Before installing the function-sampler library, you need to first ensure that the Rust programming language is installed on your system. Follow the installation instructions for your platform below, then continue to install the library from source.

Install Rust

Windows
  1. Download and run the Rust installer from rustup.rs.

  2. Follow the prompts to install Rust. This will also install cargo, Rust's package manager and build system.

  3. After installation, open a new command prompt and verify the installation by running:

    rustc --version
    
  4. Add Rust to your system PATH manually if it's not done automatically by the installer. Usually, Rust is installed under %USERPROFILE%\.cargo\bin.

  5. If Rust is installed correctly, you should see the version number, commit hash, and commit date.

macOS
  1. You can install Rust using the following command in your terminal:

    curl --proto '=https' --tlsv1.2 -sSf https://sh.rustup.rs | sh
    
  2. Follow the instructions on the screen to complete the installation.

  3. After the installation is complete, restart your terminal and verify the installation by running:

    rustc --version
    
  4. Rust installs its binaries in ~/.cargo/bin. You may need to add this directory to your PATH using:

    echo 'export PATH="$HOME/.cargo/bin:$PATH"' >> ~/.bash_profile
    
  5. If Rust is installed correctly, you should see the version number, commit hash, and commit date.

Linux
  1. Use the following command in your terminal to install Rust:

    curl --proto '=https' --tlsv1.2 -sSf https://sh.rustup.rs | sh
    
  2. Follow the on-screen instructions to complete the installation process.

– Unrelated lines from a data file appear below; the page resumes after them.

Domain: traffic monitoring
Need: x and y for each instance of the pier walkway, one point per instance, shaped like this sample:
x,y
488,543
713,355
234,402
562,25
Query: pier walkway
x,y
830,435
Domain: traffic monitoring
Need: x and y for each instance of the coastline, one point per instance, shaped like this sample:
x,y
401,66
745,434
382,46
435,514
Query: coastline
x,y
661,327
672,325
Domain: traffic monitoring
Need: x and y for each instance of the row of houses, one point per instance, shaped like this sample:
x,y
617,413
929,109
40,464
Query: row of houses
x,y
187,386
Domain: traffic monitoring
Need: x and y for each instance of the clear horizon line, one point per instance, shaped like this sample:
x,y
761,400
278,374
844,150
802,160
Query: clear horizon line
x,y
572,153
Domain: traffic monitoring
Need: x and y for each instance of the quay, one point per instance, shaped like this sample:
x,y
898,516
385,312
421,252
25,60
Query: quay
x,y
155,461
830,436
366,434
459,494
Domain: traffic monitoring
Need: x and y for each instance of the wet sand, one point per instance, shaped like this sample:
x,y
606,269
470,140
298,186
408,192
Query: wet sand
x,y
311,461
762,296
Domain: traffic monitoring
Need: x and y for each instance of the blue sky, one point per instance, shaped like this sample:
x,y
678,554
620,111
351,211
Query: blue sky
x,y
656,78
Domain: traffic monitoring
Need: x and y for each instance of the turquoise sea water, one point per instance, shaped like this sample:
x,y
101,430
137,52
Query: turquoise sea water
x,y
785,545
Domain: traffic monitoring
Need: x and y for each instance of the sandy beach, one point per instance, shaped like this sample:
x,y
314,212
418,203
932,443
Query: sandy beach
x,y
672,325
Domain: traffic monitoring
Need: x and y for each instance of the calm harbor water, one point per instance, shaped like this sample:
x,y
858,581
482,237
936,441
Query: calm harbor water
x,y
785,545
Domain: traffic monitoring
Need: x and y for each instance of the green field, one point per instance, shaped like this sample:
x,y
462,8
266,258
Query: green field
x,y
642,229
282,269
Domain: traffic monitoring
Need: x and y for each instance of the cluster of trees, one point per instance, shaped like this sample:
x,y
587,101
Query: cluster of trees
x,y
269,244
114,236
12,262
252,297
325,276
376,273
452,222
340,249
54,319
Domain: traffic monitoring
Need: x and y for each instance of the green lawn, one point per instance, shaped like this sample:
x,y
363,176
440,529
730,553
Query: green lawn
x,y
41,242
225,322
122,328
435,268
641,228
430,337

  3. After completing the installation, source the Rust environment script:

    source $HOME/.cargo/env
    
  4. Verify the installation by running:

    rustc --version
    
  5. If Rust is installed correctly, you should see the version number, commit hash, and commit date.

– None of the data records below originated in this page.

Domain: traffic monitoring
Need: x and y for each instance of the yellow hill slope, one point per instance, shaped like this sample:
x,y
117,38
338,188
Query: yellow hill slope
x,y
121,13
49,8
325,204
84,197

Install function-sampler from Source

Note: Currently, until I can get the CI for PyPI sorted out, install from source is necessary.

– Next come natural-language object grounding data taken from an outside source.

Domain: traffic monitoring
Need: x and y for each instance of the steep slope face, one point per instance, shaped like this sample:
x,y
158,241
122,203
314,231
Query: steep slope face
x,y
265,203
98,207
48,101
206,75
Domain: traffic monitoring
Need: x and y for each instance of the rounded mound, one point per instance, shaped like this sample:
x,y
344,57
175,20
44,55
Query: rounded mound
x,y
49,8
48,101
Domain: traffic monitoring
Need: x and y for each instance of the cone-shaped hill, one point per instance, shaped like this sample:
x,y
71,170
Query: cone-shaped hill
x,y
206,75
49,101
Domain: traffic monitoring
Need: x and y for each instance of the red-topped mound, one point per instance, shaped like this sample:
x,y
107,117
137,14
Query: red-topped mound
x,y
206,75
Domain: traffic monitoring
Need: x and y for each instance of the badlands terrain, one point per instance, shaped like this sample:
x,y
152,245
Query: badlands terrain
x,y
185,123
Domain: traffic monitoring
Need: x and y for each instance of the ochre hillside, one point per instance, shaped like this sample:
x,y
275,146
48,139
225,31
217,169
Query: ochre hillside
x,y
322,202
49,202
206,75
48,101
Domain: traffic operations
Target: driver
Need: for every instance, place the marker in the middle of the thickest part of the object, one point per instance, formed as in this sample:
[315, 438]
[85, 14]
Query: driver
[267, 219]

git clone https://github.com/unaidedelf8777/function-sampler.git
cd function-sampler
python setup.py install

Usage

Here's a basic example of how to use the function-sampler library:

from function_sampler import ToolCallSampler
from transformers import AutoTokenizer, AutoModelForCausalLM

# Initialize the tokenizer and model
# if using a small GPU, or low vram:
# tokenizer = AutoTokenizer.from_pretrained("teknium/OpenHermes-2.5-Mistral-7B", load_in_4bit=True)
tokenizer = AutoTokenizer.from_pretrained("teknium/OpenHermes-2.5-Mistral-7B")
model = AutoModelForCausalLM.from_pretrained("teknium/OpenHermes-2.5-Mistral-7B")

# Define the functions
functions = [
    {
        "name": "get_current_weather",
        "description": "Get the current weather",
        "parameters": {
            "type": "object",
            "properties": {
                "location": {
                    "type": "string",
                    "description": "The city and state, e.g. San Francisco, CA",
                },
                "format": {
                    "type": "string",
                    "enum": ["celsius", "fahrenheit"],
                    "description": "The temperature unit to use. Infer this from the users location.",
                },
            },
            "required": ["location", "format"],
        },
    }
]

# Configure the sampler
config = {
    "open_func_token": "<function>",
    "close_func_token": "</function>",
    "end_on_function_call": True,
    "temperature": 0.7,
    "top_p": 0.9,
}

# Create an instance of ToolCallSampler
sampler = ToolCallSampler(tokenizer, functions, config=config)


# Use the model for generation
# only need to tell it how to call the function if it is not explicitly trained for it.
input_text = "What is the weather today in paris? respond with the word '<function>' to call the weather API."
input_ids = tokenizer.encode(input_text, return_tensors="pt")
output = model.generate(input_ids, max_length=200, logits_processor=[sampler])
generated_text = tokenizer.decode(output[0])
print(generated_text)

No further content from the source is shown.